David Bakke is a financial contributor for Money Crashers Personal Finance. He covers topics such as money management, insurance rates, frugal living, and getting out of debt.

As money gets tighter for many Americans, insurance rates are steadily climbing across the board. A recent study by the Commonwealth Fund showed that health insurance premiums increased by 63 percent from 2003 to 2010, and that having just a single citation on your driving record can up your car insurance premium by as much as 22 percent.

Insurance premiums are partly determined by factors you can’t control (like your age and gender). However, other factors are in your control, such as your credit score. Improve yours, and you may be able to significantly lower your insurance premiums.

5 tips for improving your credit score

1. Review your credit report

Request a free copy of your credit report once a year from all 3 major credit reporting agencies (Experian, TransUnion, and Equifax), and check it for errors. Look for accounts that don’t belong to you and other inaccurate information. If you find a problem, contact the issuer first. If that doesn’t yield results, file a dispute online with each reporting agency.

2. Pay your bills on time

Whether or not you pay your bills on time accounts for 35 percent of your credit score. If you’ve paid bills late in the past, you can slowly build your credit back up by making sure it doesn’t happen again. Set up automatic bill payments, or create a payment calendar to pay credit cards, utilities, and all other bills on or before their due dates.

3. Keep all credit lines open

Keep unused credit lines open to improve your credit utilization percentage (the sum of the outstanding balances on all your credit cards divided by the sum of each card’s limit). In other words, the more credit you have available relative to your level of debt, the better. Be aware, however, that banks may close credit cards with sustained periods of inactivity. To avoid this, put minor purchases on your seldom-used cards every few months and pay them off immediately. This will keep your credit utilization percentage down and your credit score up.
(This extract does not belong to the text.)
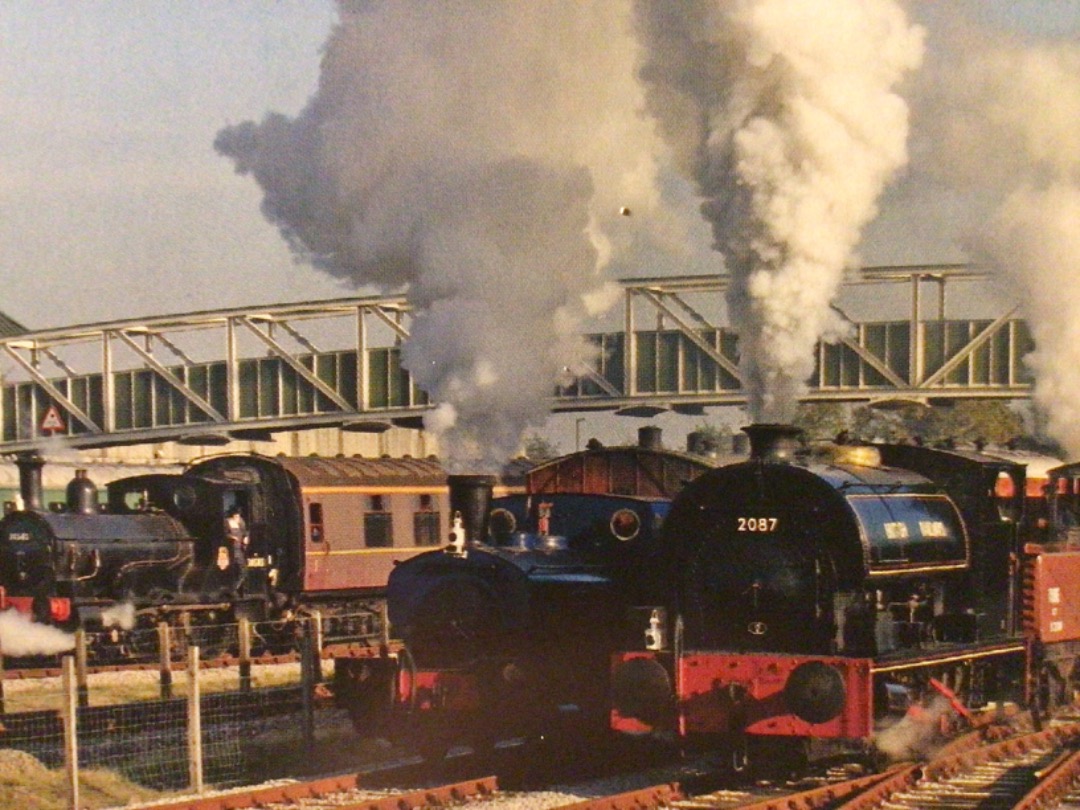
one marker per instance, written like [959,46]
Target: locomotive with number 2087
[806,598]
4. Reduce hard credit pulls

A soft credit pull, or check, has no effect on your credit score. For example, an employee background check would be considered a soft credit pull. However, hard credit checks — which occur when you apply for a credit card or sign up for new utility services — do impact your score. One or 2 such credit checks won’t ding your score too badly, but a great many in a short period of time most definitely will.

5. Pay down debt

Another way to improve your score is to pay off your debts. Start by paying off your high interest debts. You can free up income by reducing your expenses: clip coupons, raise your thermostat by several degrees, and reduce your cell phone or television services. Use the money you save to increase your monthly debt payments.

Final thoughts

To a large extent, your credit score determines your financial well-being. And the actions you take now will affect your life well into the future. A good credit score can open doors to low interest rates and preferential treatment, while a low score can shut the same doors just as quickly. Improve your score to save money on insurance premiums, lower interest rates, or land a better job — and start today!